I have Goggled it repeatedly, but somehow I am missing the answer. None of the tutorials or examples seem to work for me.
Any ideas greatly appreciated!

nvteighen
February 17th, 2011, 08:23 AM
What I would have done is this:

0. Encapsulate the UI layout in a class (if the UI is split into different files, I'd use importing and inheriting so that at some stage everything is packed into a single class). Call it 'View'. Here, I'd place a variable that monitors whether the button

1. Centralize all callbacks into a class 'Callbacks', with access to the 'View' instance (passing it as argument to the constructor and save a reference as an attribute). The callbacks must be static methods of the class, so I have more control on how the arguments are passed. Otherwise, the 'self' argument will get in the way.

2. Create a callback in 'Callbacks' for the button for the "clicked" event... the "toggling" would be implemented here and as the 'Callbacks' class has access to 'View', I'd modify the monitor variable from here.

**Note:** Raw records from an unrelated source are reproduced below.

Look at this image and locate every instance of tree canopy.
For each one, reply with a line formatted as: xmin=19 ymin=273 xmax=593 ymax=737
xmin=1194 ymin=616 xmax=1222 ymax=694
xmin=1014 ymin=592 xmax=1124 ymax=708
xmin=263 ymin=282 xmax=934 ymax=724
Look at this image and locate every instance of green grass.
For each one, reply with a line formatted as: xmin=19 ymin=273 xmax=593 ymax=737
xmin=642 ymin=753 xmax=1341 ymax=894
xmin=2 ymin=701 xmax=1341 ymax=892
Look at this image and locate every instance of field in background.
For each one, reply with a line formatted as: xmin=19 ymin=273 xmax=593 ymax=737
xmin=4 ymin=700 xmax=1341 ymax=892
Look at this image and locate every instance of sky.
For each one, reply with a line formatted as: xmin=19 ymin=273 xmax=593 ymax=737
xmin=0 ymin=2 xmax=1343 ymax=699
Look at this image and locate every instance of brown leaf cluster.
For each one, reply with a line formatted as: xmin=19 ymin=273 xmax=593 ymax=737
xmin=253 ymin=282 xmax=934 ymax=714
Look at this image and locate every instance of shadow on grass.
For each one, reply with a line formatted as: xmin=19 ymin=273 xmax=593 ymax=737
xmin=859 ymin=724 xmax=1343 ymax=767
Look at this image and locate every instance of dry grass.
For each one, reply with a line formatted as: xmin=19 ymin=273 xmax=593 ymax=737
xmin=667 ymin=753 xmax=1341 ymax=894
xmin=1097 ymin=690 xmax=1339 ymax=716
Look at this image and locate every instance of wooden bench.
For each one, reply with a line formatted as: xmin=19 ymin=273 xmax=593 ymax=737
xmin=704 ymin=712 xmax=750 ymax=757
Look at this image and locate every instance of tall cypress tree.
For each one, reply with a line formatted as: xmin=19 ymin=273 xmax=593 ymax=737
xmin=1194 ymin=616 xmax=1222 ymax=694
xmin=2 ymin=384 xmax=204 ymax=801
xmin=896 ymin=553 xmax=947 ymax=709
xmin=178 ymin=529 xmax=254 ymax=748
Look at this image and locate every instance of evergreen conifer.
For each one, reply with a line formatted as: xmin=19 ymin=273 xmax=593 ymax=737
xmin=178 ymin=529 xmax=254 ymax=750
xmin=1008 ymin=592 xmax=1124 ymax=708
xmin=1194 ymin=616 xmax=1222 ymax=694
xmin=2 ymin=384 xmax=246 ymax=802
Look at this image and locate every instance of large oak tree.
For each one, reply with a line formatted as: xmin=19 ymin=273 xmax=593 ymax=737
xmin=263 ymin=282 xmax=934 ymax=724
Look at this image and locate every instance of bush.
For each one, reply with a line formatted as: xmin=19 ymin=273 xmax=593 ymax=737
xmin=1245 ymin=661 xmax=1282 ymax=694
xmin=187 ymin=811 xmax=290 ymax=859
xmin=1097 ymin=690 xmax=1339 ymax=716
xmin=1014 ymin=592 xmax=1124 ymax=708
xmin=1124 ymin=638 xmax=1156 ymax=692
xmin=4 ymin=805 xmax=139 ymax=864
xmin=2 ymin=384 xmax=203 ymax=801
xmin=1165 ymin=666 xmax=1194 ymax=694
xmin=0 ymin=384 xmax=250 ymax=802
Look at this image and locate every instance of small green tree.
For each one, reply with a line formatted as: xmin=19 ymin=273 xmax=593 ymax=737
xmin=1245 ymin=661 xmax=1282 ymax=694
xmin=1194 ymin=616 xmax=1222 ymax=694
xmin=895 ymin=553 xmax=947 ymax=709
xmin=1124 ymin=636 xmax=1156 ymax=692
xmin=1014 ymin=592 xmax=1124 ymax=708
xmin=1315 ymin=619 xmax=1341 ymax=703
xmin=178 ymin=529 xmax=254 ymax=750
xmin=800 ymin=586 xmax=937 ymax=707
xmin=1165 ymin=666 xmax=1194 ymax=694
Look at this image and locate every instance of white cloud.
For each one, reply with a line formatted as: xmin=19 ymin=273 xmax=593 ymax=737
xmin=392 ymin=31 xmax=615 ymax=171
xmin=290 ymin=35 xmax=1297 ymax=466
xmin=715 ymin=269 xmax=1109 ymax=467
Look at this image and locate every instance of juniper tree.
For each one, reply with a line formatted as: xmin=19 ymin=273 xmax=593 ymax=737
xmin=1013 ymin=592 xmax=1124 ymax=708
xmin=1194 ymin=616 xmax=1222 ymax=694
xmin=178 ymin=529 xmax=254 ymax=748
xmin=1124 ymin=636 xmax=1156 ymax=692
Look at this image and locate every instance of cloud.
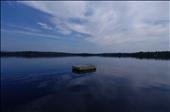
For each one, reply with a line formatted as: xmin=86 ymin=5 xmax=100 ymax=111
xmin=37 ymin=22 xmax=52 ymax=30
xmin=19 ymin=1 xmax=169 ymax=50
xmin=1 ymin=29 xmax=59 ymax=40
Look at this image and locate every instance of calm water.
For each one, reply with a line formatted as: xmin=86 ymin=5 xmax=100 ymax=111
xmin=1 ymin=57 xmax=170 ymax=112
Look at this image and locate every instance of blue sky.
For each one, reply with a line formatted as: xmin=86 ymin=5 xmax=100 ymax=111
xmin=1 ymin=1 xmax=170 ymax=52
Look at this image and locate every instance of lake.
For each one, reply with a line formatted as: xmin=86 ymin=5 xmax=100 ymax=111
xmin=1 ymin=57 xmax=170 ymax=112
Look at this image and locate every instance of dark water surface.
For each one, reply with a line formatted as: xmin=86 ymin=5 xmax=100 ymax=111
xmin=1 ymin=57 xmax=170 ymax=112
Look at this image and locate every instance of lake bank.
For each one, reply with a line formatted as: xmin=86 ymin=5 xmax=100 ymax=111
xmin=0 ymin=51 xmax=170 ymax=60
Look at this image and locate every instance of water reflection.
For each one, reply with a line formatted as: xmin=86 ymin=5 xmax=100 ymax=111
xmin=1 ymin=57 xmax=170 ymax=112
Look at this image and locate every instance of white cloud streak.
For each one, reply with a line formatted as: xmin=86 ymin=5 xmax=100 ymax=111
xmin=20 ymin=1 xmax=169 ymax=51
xmin=37 ymin=22 xmax=52 ymax=30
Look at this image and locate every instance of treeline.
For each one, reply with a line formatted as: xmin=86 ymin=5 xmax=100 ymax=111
xmin=1 ymin=51 xmax=170 ymax=59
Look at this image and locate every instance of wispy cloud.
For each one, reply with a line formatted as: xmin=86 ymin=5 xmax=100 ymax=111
xmin=16 ymin=1 xmax=169 ymax=51
xmin=37 ymin=22 xmax=52 ymax=30
xmin=1 ymin=29 xmax=59 ymax=40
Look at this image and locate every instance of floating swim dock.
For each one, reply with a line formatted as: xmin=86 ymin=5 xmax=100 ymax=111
xmin=72 ymin=65 xmax=96 ymax=73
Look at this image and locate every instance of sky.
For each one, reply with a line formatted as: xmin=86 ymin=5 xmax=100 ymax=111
xmin=1 ymin=1 xmax=170 ymax=53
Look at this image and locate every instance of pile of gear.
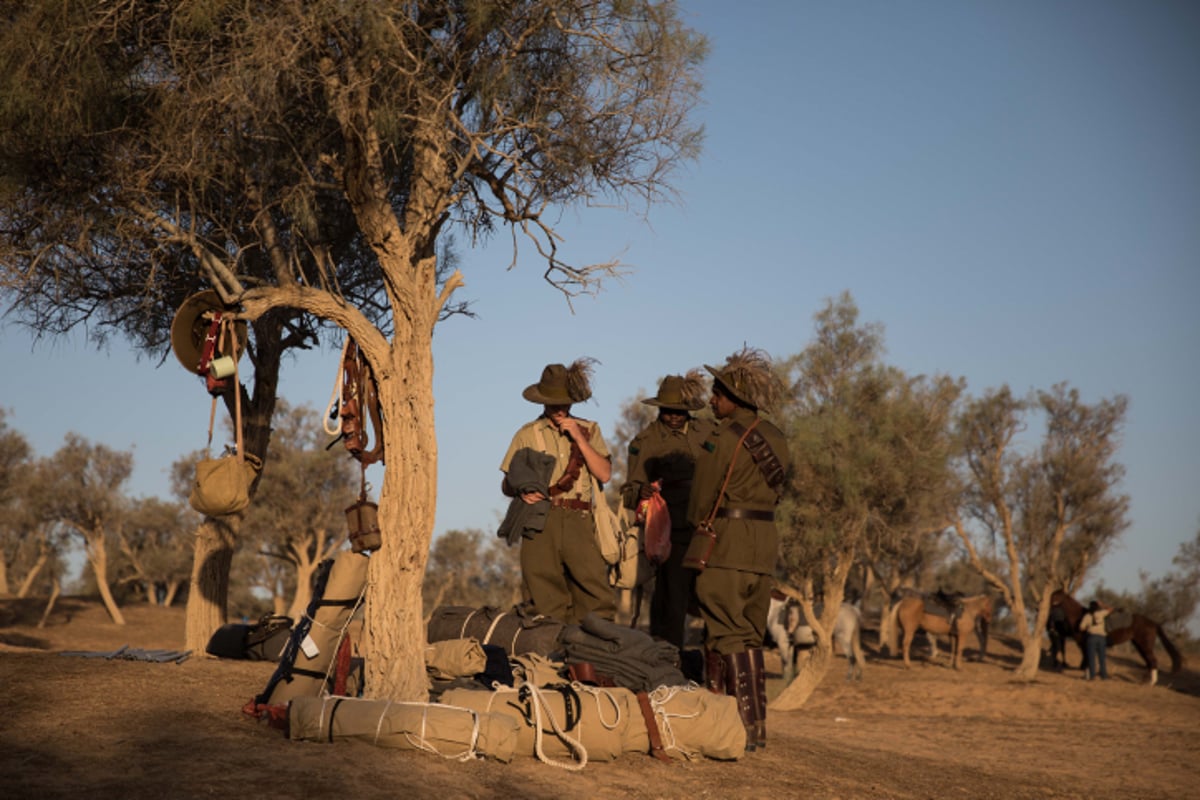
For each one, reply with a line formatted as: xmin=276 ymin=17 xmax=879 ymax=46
xmin=224 ymin=551 xmax=746 ymax=770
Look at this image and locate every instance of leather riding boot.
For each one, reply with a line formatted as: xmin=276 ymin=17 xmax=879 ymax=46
xmin=722 ymin=650 xmax=758 ymax=753
xmin=746 ymin=648 xmax=767 ymax=750
xmin=704 ymin=648 xmax=725 ymax=694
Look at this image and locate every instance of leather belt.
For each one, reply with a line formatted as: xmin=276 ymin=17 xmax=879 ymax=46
xmin=550 ymin=498 xmax=592 ymax=511
xmin=716 ymin=509 xmax=775 ymax=522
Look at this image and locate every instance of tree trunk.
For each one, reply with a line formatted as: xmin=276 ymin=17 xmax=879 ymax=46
xmin=1013 ymin=627 xmax=1042 ymax=680
xmin=286 ymin=554 xmax=319 ymax=619
xmin=37 ymin=578 xmax=62 ymax=628
xmin=186 ymin=517 xmax=240 ymax=652
xmin=770 ymin=631 xmax=833 ymax=711
xmin=364 ymin=326 xmax=438 ymax=700
xmin=88 ymin=533 xmax=125 ymax=625
xmin=17 ymin=543 xmax=50 ymax=597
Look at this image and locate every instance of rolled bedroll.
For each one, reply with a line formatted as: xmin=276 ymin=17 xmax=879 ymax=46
xmin=288 ymin=697 xmax=517 ymax=762
xmin=426 ymin=606 xmax=563 ymax=656
xmin=254 ymin=551 xmax=368 ymax=705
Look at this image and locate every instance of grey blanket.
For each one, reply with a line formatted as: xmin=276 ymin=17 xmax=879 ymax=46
xmin=559 ymin=614 xmax=688 ymax=692
xmin=496 ymin=447 xmax=554 ymax=547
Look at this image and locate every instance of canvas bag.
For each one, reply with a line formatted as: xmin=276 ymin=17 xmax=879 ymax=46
xmin=590 ymin=475 xmax=637 ymax=573
xmin=187 ymin=323 xmax=263 ymax=517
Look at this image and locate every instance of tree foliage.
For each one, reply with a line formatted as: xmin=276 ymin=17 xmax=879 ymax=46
xmin=424 ymin=529 xmax=521 ymax=619
xmin=778 ymin=294 xmax=961 ymax=708
xmin=0 ymin=0 xmax=704 ymax=699
xmin=955 ymin=384 xmax=1129 ymax=678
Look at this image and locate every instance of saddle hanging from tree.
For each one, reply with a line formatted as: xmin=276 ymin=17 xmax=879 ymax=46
xmin=326 ymin=336 xmax=384 ymax=467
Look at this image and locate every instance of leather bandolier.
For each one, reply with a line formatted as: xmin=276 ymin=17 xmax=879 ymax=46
xmin=728 ymin=420 xmax=787 ymax=494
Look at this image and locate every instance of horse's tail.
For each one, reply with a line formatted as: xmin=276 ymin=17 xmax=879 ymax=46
xmin=1154 ymin=624 xmax=1187 ymax=672
xmin=880 ymin=599 xmax=904 ymax=658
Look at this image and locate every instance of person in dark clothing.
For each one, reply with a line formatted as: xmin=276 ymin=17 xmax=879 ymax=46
xmin=620 ymin=369 xmax=713 ymax=650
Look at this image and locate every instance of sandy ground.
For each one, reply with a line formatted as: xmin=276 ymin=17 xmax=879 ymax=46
xmin=0 ymin=599 xmax=1200 ymax=800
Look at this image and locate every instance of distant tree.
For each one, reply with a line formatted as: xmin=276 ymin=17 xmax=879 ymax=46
xmin=0 ymin=408 xmax=32 ymax=597
xmin=48 ymin=433 xmax=133 ymax=625
xmin=424 ymin=529 xmax=521 ymax=619
xmin=955 ymin=384 xmax=1129 ymax=679
xmin=115 ymin=498 xmax=196 ymax=606
xmin=774 ymin=293 xmax=960 ymax=710
xmin=0 ymin=0 xmax=706 ymax=699
xmin=242 ymin=398 xmax=362 ymax=619
xmin=1096 ymin=530 xmax=1200 ymax=638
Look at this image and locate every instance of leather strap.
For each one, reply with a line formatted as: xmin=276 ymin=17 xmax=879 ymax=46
xmin=716 ymin=509 xmax=775 ymax=522
xmin=730 ymin=420 xmax=787 ymax=494
xmin=550 ymin=498 xmax=592 ymax=511
xmin=338 ymin=337 xmax=384 ymax=465
xmin=637 ymin=692 xmax=671 ymax=762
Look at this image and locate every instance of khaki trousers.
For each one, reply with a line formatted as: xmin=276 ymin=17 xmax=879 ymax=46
xmin=696 ymin=566 xmax=774 ymax=656
xmin=521 ymin=506 xmax=617 ymax=624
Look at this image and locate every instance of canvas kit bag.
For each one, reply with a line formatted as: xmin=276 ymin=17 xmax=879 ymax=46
xmin=252 ymin=551 xmax=368 ymax=706
xmin=187 ymin=312 xmax=263 ymax=517
xmin=425 ymin=606 xmax=563 ymax=656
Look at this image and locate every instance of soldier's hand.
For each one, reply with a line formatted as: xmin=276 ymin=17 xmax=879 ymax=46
xmin=558 ymin=416 xmax=584 ymax=441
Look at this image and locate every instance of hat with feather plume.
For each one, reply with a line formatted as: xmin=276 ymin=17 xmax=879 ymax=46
xmin=521 ymin=359 xmax=596 ymax=405
xmin=704 ymin=347 xmax=784 ymax=411
xmin=642 ymin=369 xmax=704 ymax=411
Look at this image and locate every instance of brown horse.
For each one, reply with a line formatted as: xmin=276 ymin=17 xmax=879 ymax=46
xmin=892 ymin=595 xmax=992 ymax=669
xmin=1050 ymin=589 xmax=1183 ymax=686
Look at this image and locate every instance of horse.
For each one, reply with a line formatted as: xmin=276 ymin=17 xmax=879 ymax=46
xmin=767 ymin=594 xmax=866 ymax=684
xmin=1050 ymin=589 xmax=1184 ymax=686
xmin=892 ymin=595 xmax=992 ymax=669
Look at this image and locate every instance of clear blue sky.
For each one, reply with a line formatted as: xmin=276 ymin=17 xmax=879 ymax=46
xmin=0 ymin=0 xmax=1200 ymax=599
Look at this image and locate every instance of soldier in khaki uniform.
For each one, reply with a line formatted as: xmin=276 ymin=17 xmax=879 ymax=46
xmin=500 ymin=359 xmax=617 ymax=622
xmin=685 ymin=348 xmax=791 ymax=750
xmin=620 ymin=369 xmax=713 ymax=650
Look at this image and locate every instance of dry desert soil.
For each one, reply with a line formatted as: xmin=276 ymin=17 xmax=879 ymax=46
xmin=0 ymin=599 xmax=1200 ymax=800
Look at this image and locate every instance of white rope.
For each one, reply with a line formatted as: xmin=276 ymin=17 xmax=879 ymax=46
xmin=480 ymin=612 xmax=514 ymax=652
xmin=522 ymin=681 xmax=588 ymax=772
xmin=648 ymin=682 xmax=708 ymax=754
xmin=571 ymin=681 xmax=620 ymax=730
xmin=458 ymin=608 xmax=487 ymax=644
xmin=322 ymin=336 xmax=350 ymax=437
xmin=404 ymin=703 xmax=480 ymax=762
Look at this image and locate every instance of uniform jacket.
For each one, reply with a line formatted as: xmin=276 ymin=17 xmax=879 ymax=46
xmin=688 ymin=408 xmax=791 ymax=575
xmin=500 ymin=416 xmax=608 ymax=500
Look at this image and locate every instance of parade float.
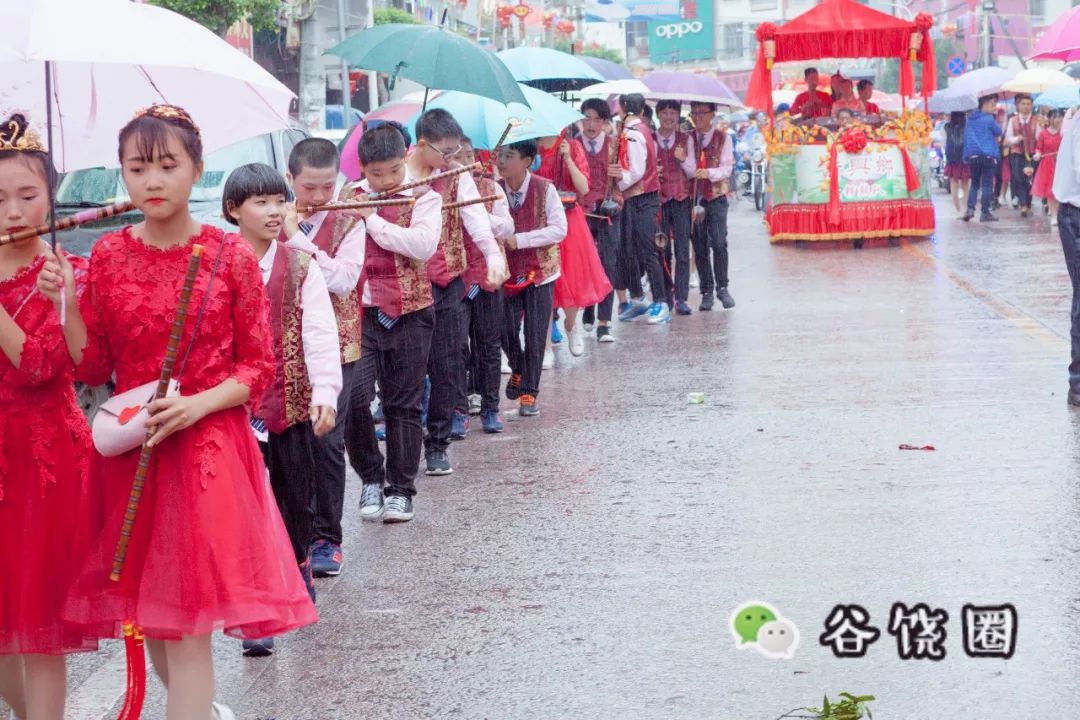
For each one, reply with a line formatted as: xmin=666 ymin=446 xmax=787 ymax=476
xmin=746 ymin=0 xmax=934 ymax=242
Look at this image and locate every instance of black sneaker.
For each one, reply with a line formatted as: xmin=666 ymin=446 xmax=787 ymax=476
xmin=425 ymin=450 xmax=454 ymax=474
xmin=382 ymin=496 xmax=412 ymax=522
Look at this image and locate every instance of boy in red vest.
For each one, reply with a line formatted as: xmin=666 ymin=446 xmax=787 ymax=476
xmin=657 ymin=100 xmax=697 ymax=315
xmin=581 ymin=97 xmax=629 ymax=342
xmin=608 ymin=93 xmax=671 ymax=325
xmin=346 ymin=124 xmax=442 ymax=522
xmin=498 ymin=140 xmax=567 ymax=417
xmin=282 ymin=138 xmax=364 ymax=576
xmin=690 ymin=103 xmax=735 ymax=310
xmin=221 ymin=163 xmax=341 ymax=655
xmin=406 ymin=110 xmax=507 ymax=475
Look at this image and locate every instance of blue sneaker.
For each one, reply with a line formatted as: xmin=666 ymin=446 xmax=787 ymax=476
xmin=649 ymin=302 xmax=672 ymax=325
xmin=551 ymin=320 xmax=563 ymax=345
xmin=619 ymin=300 xmax=651 ymax=323
xmin=311 ymin=540 xmax=345 ymax=578
xmin=450 ymin=410 xmax=469 ymax=440
xmin=480 ymin=410 xmax=502 ymax=434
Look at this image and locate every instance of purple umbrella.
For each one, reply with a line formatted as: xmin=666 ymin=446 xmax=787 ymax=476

The problem is that this may require a major redesign... So, something else you can do is to extend the GTK+ main loop on your own, so that it checks for the status of your button. There's the gtk.main_iteration() function, which just performs one iteration of the main loop. You may need threading though, depending on how you're doing this.

fstephens
February 17th, 2011, 06:31 PM
Thanks allot for the ideas. Unfortunately, as I am just (re)learning Python and PyGTK, I think this is beyond my current understanding. If I do the major re-write as suggested for the first solution, I will probably break it and never be able to fix it. I have to implement only what I can (semi-)understand as I learn more.

I don't see how the second option would help me, as I am not trying to completely stop processing in the parent window, but just stop processing in a timed loop while the button in the child window is toggled. But of course maybe I just don't understand your reasoning.
I was hoping there was a simple way to do this that I just hadn't found yet.

Lack of good, beginner friendly documentation is a criticism I had often heard about GTK, and one reason I had shied away from it before. Examples in C don't help too much if you are using Python. I was hoping with Quickly there was going to be more emphasis on making it accessible, but the documentation on Quickly is almost non-existent as well. I have gotten this applet up and running (with lots of Googling), but this issue is stopping me from moving forward.

Anyway, I really appreciate your trying to help.